20 years after founding, MS in Biotech drives Wisconsin’s biosciences economy
In 2002, collaborators from the University of Wisconsin School of Medicine and Public Health and leading regional biotech companies, with support from then-Governor Tommy Thompson, launched the Master of Science in Biotechnology.
The wide-ranging curriculum in science, business, regulatory policy and law aimed to prepare students to succeed in the state’s nascent biotechnology industry.
Twenty years later, “Wisconsin has emerged as a powerhouse,” says Kurt Zimmerman, Master of Science in Biotechnology program director. “There was a significant investment made, with the promise there’d be an economic return to the state, along with the medical advances biotech offers. The state’s support made it possible for the MS in Biotechnology to launch very quickly, in a way that really matched the pace of progress happening in the field at that time.”
Today, the program continues to build Wisconsin’s biosciences industry, prepare students to drive the industry forward, establish strong industry partnerships and advance life-saving discoveries.
About two-thirds of the program’s graduates, who now number more than 400, have remained in Wisconsin, helping to build the biotech industry, working at established companies like Promega, Labcorp, Exact Sciences, Thermo Fisher Scientific, Aldevron, and Illumina, as well as startups.
“The MS in Biotechnology fills a need for employees with various backgrounds who want to understand the larger context of how the biotech industry works,” says Jessica Martin Eckerly, CEO of Forward BIOLABS and an alumnus of the program who is now an instructor in it. “Students learn about and practice scenarios from both startup and larger company perspectives. I have hired graduates of the program, and I’m a graduate myself. We’ve talked about how instrumental the program was in helping us understand industry drivers, business practices, and opportunities.”

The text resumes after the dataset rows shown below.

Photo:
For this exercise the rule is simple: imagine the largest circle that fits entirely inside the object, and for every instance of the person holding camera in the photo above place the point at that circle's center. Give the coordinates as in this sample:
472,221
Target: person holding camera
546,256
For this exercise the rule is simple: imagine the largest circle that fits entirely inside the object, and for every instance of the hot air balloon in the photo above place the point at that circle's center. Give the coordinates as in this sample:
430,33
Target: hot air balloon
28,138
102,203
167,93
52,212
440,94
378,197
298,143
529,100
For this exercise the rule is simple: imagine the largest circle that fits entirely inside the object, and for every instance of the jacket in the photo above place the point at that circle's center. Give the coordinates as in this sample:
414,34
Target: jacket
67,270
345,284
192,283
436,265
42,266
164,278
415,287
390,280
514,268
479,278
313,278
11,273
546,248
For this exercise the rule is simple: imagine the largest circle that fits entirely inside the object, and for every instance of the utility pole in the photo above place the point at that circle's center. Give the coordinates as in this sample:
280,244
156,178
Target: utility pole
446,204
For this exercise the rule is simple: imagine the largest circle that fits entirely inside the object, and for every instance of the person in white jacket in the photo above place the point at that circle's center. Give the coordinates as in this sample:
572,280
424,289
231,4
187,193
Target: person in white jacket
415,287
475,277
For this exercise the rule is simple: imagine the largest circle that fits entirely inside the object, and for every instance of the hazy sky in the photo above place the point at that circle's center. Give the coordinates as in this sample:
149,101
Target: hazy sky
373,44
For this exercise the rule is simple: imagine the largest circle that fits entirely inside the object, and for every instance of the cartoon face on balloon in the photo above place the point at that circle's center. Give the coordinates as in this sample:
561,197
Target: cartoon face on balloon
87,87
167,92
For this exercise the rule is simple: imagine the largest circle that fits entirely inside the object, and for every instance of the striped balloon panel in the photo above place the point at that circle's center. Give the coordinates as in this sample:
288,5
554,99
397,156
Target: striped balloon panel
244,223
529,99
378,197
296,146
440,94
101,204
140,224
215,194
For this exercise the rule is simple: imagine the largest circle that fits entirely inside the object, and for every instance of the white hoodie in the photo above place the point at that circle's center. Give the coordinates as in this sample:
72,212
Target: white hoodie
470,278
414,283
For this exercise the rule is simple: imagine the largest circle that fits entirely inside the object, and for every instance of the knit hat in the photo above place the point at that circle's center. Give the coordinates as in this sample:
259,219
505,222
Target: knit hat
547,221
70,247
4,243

Many of Wisconsin’s most successful biotech companies today began as startups with ties to UW or the Wisconsin Alumni Research Foundation and either grew into established homegrown companies or have been acquired by global biotech companies as valued additions to their operations. Says Bryan Husk, associate director of the program, “We’ve become a global player as a result of local success. Skilled biotech talent with cross-functional leadership knowledge is at a premium.”
One recent graduate, Victor Jarjue, is a product manager at Verona-based biotech startup Gentueri. He entered the program hoping to build upon his undergraduate degree in biomedical sciences and his career experience as a medical laboratory scientist. Jarjue planned to work on the research and development of clinical assays for the diagnosis of diseases after graduation.
One semester into the program, product development captured his interest, and he changed plans.
“I gained an appreciation for all the business development processes and regulatory activities that go into the development of a biotechnology product, from concept to market release,” Jarjue says.
That led to his current role as a product manager at Gentueri, where he’s mostly involved in product development, he says. He works closely with all departments to ensure that Gentueri’s products meet user needs and comply with regulatory requirements.
Husk notices two exciting trends in Wisconsin’s biotech economy: biotechnology companies establishing sites in Madison and hiring local talent, and global life sciences companies who are hiring Madison employees to work virtually for them. In many cases, companies headquartered outside of Madison — like Illumina, Luminex, and Arrowhead Pharmaceuticals — decide to invest in Madison, which they have designated as a growth region with a strong talent pool.
“Illumina, which is headquartered in San Diego, built a biomanufacturing facility in University Research Park, and their executives have been so pleased with their Wisconsin investment that they’re announcing job openings here that were previously only offered in California,” says Husk. “I have enjoyed building strong relationships with industry partners, as companies place increasing value on human and intellectual capital and resources for growth.”
Program staff intend to maintain the program’s quality and rigor and stay ahead of the curve, rolling out new professional certificates and industry competency badges in future growth areas related to biotechnology and human health. The program also supports an entry-level online MS in Applied Biotechnology degree and a Capstone Certificate in Applied Bioinformatics, in partnership with UW Extended Campus.
The MS in Biotechnology program also continues to grow, admitting its two largest cohorts in the past two years.
“We’re thrilled it’s had a global impact, drawing talent to Wisconsin and building our reputation,’ says Zimmerman. “Major companies, like Aldevron, Arrowhead, and Illumina are putting down footprints, and we can help deliver the workforce to their large facilities and support the investment they’re making in Wisconsin.”
Zimmerman says that the early promise of the program has been realized.
“There was a promise made to the state by the Wisconsin state government and UW–Madison that investing in biotechnology would pay dividends, and that investment has advanced medical discoveries, while creating new companies and jobs.” Zimmerman says.